Shailza S.
'I am passionate about my area of research because it addresses some of the most pressing global challenges, such as sustainable energy production and environmental protection by reducing carbon emissions. Knowing that my work could contribute to a more sustainable future gives me a deep sense of purpose.'
Research project
UK aims to decrease its CO2 emissions by 80-95% by 2050, with the energy sector currently contributing approximately 75% of these emissions. To address this challenge, my research focuses on the design and synthesis of novel iron-based catalysts for CO2 hydrogenation using the exsolution method, which enables the production of stable nanoparticles with unique properties. I investigate the impact and role of bimetallic iron based exsolved phases have on the performance in CO₂ hydrogenation to hydrocarbons, aiming to optimise their efficiency and durability for sustainable fuel production.
Why did you choose to study at Surrey for your PhD?
The university is renowned for its strong expertise in materials science and catalysis, both of which are central to my research. Also, the university offers advanced materials Synthesis and Characterisation facilities, including SEM, TEM, XPS, Raman, and XRD, which are essential for cutting edge research in materials science, making it an ideal choice for my doctoral studies. Additionally, Surrey's picturesque campus and strategic location near London enhance opportunities for networking and collaboration with industry leaders.
Why are you passionate about your area of research?
I am passionate about my area of research because it addresses some of the most pressing global challenges, such as sustainable energy production and environmental protection by reducing carbon emissions. Knowing that my work could contribute to a more sustainable future gives me a deep sense of purpose.

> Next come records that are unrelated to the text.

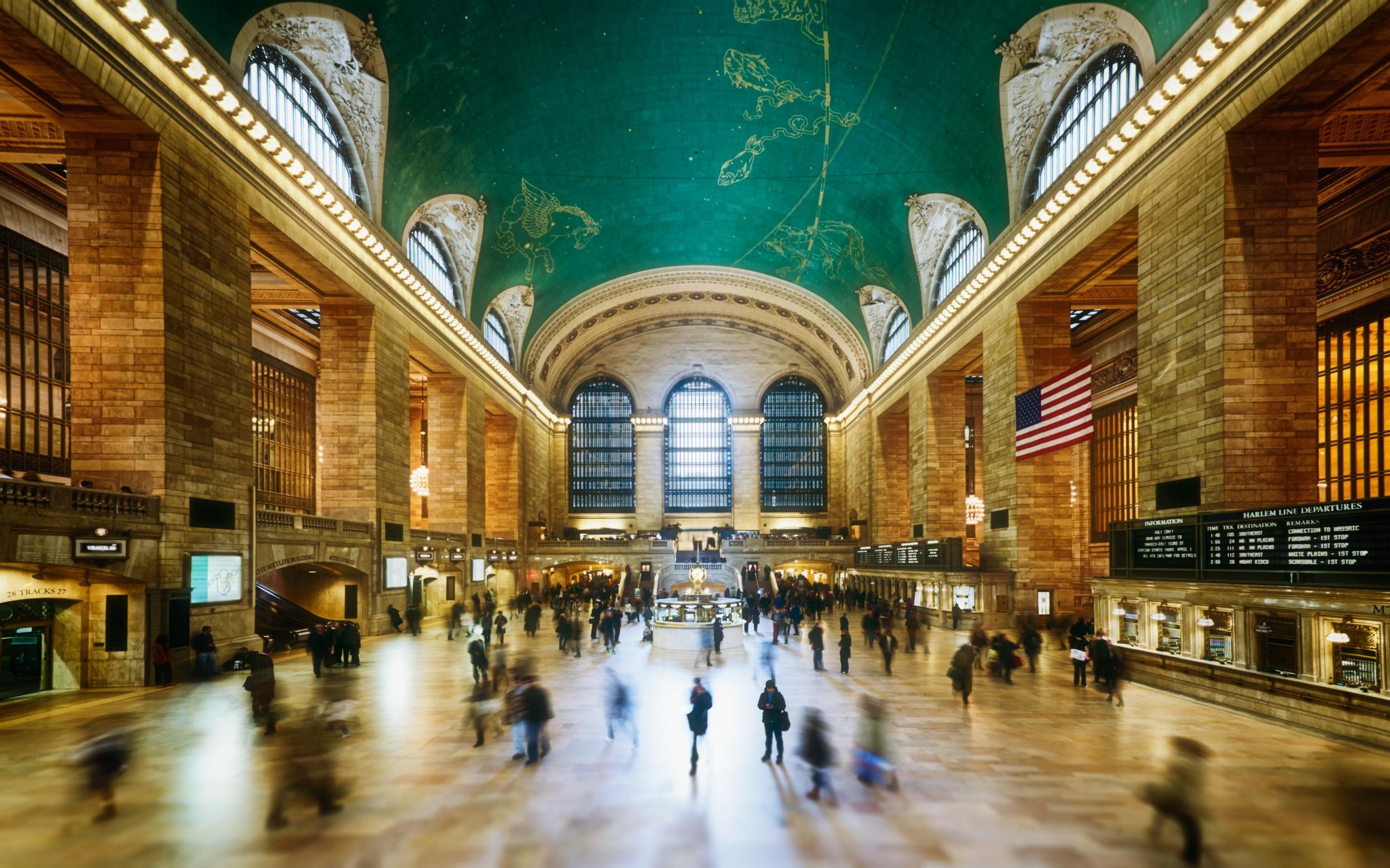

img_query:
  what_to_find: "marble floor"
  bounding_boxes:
[0,616,1390,868]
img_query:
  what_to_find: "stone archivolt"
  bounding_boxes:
[524,267,869,394]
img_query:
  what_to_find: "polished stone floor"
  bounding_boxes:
[0,616,1390,868]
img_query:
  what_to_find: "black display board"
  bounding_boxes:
[1111,498,1390,581]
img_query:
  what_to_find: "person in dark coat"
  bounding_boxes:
[806,620,826,672]
[947,643,976,705]
[798,709,835,801]
[685,679,715,775]
[306,625,329,678]
[757,679,787,765]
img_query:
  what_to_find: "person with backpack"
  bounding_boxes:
[757,679,790,765]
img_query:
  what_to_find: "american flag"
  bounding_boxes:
[1013,359,1095,460]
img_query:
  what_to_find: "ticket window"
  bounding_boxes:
[1153,606,1183,654]
[1332,623,1380,693]
[1202,609,1236,664]
[1254,612,1298,678]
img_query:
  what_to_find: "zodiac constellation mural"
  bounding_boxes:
[719,49,859,187]
[763,220,890,285]
[495,178,599,281]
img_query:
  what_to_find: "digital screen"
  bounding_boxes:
[188,555,242,604]
[387,558,406,589]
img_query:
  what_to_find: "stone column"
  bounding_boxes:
[1138,125,1318,516]
[428,374,478,533]
[730,416,763,530]
[67,129,254,653]
[318,302,412,524]
[978,302,1086,615]
[633,417,666,530]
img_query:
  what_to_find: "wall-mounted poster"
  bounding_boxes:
[188,555,242,605]
[387,558,406,589]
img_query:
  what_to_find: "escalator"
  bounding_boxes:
[256,584,329,650]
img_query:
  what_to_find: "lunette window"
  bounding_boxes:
[1023,43,1144,206]
[760,377,826,512]
[666,377,734,512]
[569,377,636,512]
[242,44,365,207]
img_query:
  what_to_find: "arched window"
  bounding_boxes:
[570,377,636,512]
[1025,43,1144,204]
[931,220,984,308]
[242,43,365,204]
[882,308,912,362]
[666,377,734,512]
[406,223,463,310]
[483,310,511,364]
[762,377,826,512]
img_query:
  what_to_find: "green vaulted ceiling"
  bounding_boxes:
[178,0,1207,346]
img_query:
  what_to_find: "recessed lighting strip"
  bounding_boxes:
[827,0,1279,422]
[107,0,560,423]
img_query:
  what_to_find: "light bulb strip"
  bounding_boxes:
[107,0,560,424]
[827,0,1279,422]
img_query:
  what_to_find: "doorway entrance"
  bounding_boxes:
[0,600,53,700]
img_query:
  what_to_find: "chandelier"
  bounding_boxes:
[410,465,429,496]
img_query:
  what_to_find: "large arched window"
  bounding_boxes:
[762,377,826,512]
[242,43,365,206]
[881,308,912,362]
[570,377,636,512]
[666,377,734,512]
[931,220,984,308]
[1025,43,1144,204]
[483,310,511,364]
[406,223,463,310]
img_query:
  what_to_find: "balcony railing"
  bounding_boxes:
[0,480,160,521]
[256,509,373,538]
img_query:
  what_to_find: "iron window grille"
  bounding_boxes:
[882,308,912,362]
[569,377,636,512]
[483,310,511,364]
[252,349,318,513]
[242,44,365,207]
[0,227,72,476]
[760,377,826,512]
[666,377,734,512]
[1023,43,1144,206]
[931,220,984,308]
[1091,395,1138,543]
[406,223,463,310]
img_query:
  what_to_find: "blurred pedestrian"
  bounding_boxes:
[799,708,835,802]
[150,633,174,687]
[806,620,826,672]
[193,628,217,679]
[1140,736,1211,865]
[947,643,977,705]
[242,653,275,736]
[304,625,329,678]
[72,725,131,822]
[757,679,790,765]
[686,679,715,775]
[521,676,553,765]
[603,669,636,750]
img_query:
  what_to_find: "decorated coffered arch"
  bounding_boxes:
[524,267,869,409]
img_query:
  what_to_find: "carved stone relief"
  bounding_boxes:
[900,193,988,312]
[239,3,387,213]
[994,4,1153,214]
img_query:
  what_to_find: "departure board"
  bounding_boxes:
[1130,516,1197,570]
[1111,498,1390,583]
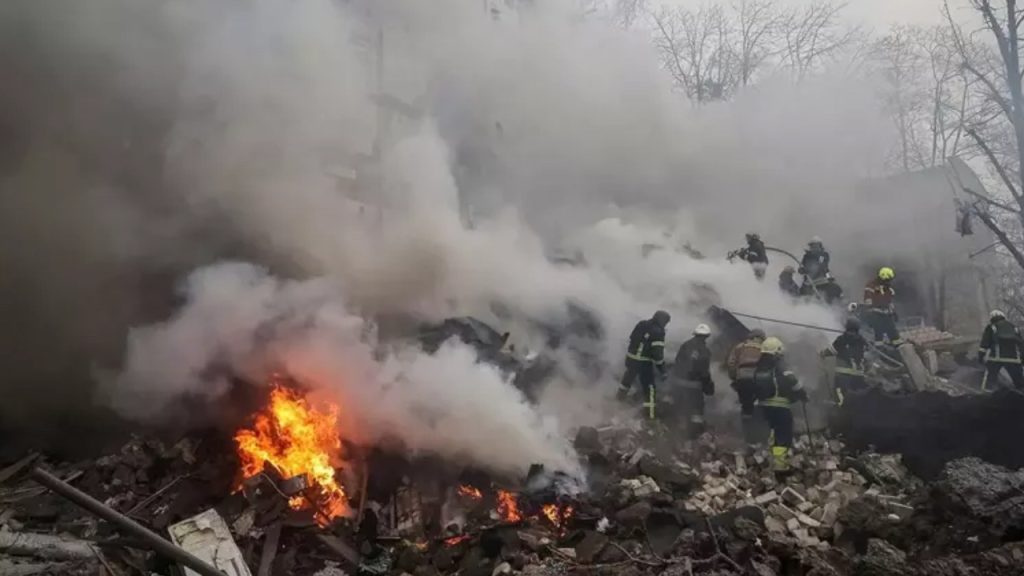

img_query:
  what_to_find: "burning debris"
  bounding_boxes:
[234,377,349,526]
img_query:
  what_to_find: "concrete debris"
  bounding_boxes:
[936,458,1024,534]
[0,528,96,560]
[167,509,252,576]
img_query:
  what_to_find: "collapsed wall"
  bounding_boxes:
[833,389,1024,480]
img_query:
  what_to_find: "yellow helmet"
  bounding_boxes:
[761,336,785,356]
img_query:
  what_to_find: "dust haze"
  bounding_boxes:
[0,0,929,470]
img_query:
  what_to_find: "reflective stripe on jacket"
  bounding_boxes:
[979,318,1024,364]
[626,320,665,365]
[754,355,807,408]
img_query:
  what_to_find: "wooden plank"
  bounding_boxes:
[256,522,281,576]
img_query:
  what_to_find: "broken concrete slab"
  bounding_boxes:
[615,502,652,526]
[574,531,608,564]
[936,458,1024,531]
[167,508,252,576]
[0,527,96,560]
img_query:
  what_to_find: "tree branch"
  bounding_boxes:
[964,200,1024,270]
[967,128,1021,203]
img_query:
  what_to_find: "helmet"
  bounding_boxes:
[654,310,672,326]
[761,336,785,356]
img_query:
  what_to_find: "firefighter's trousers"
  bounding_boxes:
[732,378,759,445]
[836,372,867,406]
[866,308,902,345]
[618,358,656,419]
[981,360,1024,390]
[761,404,793,472]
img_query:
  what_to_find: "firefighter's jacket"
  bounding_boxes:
[978,318,1024,364]
[800,250,831,283]
[626,319,665,366]
[754,354,807,408]
[738,240,768,264]
[831,331,867,376]
[725,338,761,380]
[864,278,896,314]
[672,336,715,395]
[778,272,800,296]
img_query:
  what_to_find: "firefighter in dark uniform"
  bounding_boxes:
[798,236,831,296]
[778,266,800,298]
[618,310,672,419]
[735,232,768,280]
[978,310,1024,389]
[754,337,807,479]
[672,324,715,438]
[828,318,867,406]
[725,328,766,445]
[861,266,903,346]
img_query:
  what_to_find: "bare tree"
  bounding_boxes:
[871,26,978,170]
[579,0,648,28]
[649,0,859,104]
[651,4,735,104]
[946,0,1024,271]
[782,0,860,78]
[732,0,785,86]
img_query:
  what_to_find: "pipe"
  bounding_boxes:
[722,308,906,368]
[29,466,225,576]
[728,310,844,334]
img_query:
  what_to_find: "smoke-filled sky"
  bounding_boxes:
[0,0,978,471]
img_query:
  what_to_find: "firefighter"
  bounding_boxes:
[618,310,672,419]
[672,324,715,438]
[725,328,766,445]
[978,310,1024,389]
[798,236,831,296]
[827,318,867,406]
[754,336,807,480]
[861,266,903,346]
[819,274,843,305]
[778,266,800,298]
[735,232,768,280]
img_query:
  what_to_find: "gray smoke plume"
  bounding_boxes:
[108,263,577,472]
[0,0,921,463]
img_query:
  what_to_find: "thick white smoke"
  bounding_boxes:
[101,0,888,470]
[110,263,577,472]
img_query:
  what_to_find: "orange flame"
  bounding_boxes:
[234,384,348,526]
[541,504,572,528]
[444,534,469,547]
[459,484,483,500]
[498,490,522,523]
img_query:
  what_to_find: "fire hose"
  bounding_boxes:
[722,308,905,368]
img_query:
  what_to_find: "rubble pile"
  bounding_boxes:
[0,409,1024,576]
[833,389,1024,480]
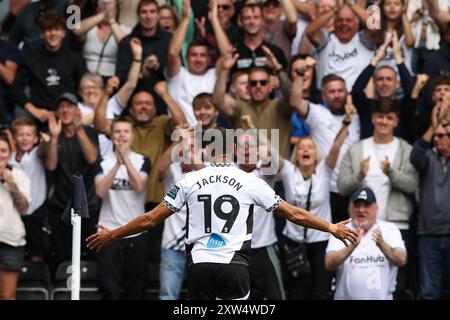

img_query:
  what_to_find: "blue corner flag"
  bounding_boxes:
[61,175,89,225]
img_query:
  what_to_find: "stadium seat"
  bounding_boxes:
[145,262,159,300]
[51,261,101,300]
[16,261,51,300]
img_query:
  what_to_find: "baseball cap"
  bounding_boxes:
[56,92,78,106]
[350,187,377,203]
[262,0,280,5]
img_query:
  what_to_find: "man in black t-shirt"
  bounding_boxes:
[216,3,288,72]
[43,92,100,266]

What excites me most is the ability to design and tailor exsolved materials at the atomic level, exploring how their properties change under various conditions and their potential to convert CO₂ into valuable chemicals. It feels like piecing together a complex puzzle, where every discovery enhances our understanding and drives innovation forward.
Have you had opportunities to collaborate with others during your PhD?
Yes, I have had multiple opportunities to collaborate during my PhD.
Notable examples include my research placement at ICMSE, Spain, supported by the Turing Scheme of University and Surrey-Santander PhD Travel Award, where I worked alongside international researchers.
Additionally, my participation in experiments at the Synchrotron in Grenoble, France enabled me to collaborate with experts on advanced characterization techniques. My research contributions have also involved collaborative efforts with co-authors from various institutions, as reflected in my publications in high-impact journals such as Journal of Materials Chemistry A and ACS Applied Nano Materials. These experiences have allowed me to work across interdisciplinary teams, sharing insights and advancing knowledge in catalysis and materials science.
What support have you had?
My primary supervisor, Dr. Kelly Kousi, and my co-supervisor, Dr. Qiong Cai, have provided consistent guidance and mentorship, offering constructive feedback on my research and helping me navigate challenges effectively. I can always rely on their guidance. I have also gained valuable skills through the Researcher Development Programme (RDP) workshops, which have significantly improved my research methodologies, academic writing, and time management. Additionally, the Doctoral College at the University of Surrey has been instrumental in offering resources and support for my academic and personal development.
What do you plan to do once you've finished your PhD?
After completing my PhD, I plan to continue contributing to sustainable energy research by pursuing a postdoctoral position in catalysis and materials science. My goal is to deepen my expertise in catalyst development for CO₂ utilization and work on innovative solutions for global energy challenges. Long-term, I aspire to establish a career in academia or industry, where I can lead research initiatives focused on developing efficient and sustainable technologies for carbon capture and conversion, contributing to global efforts to combat climate change.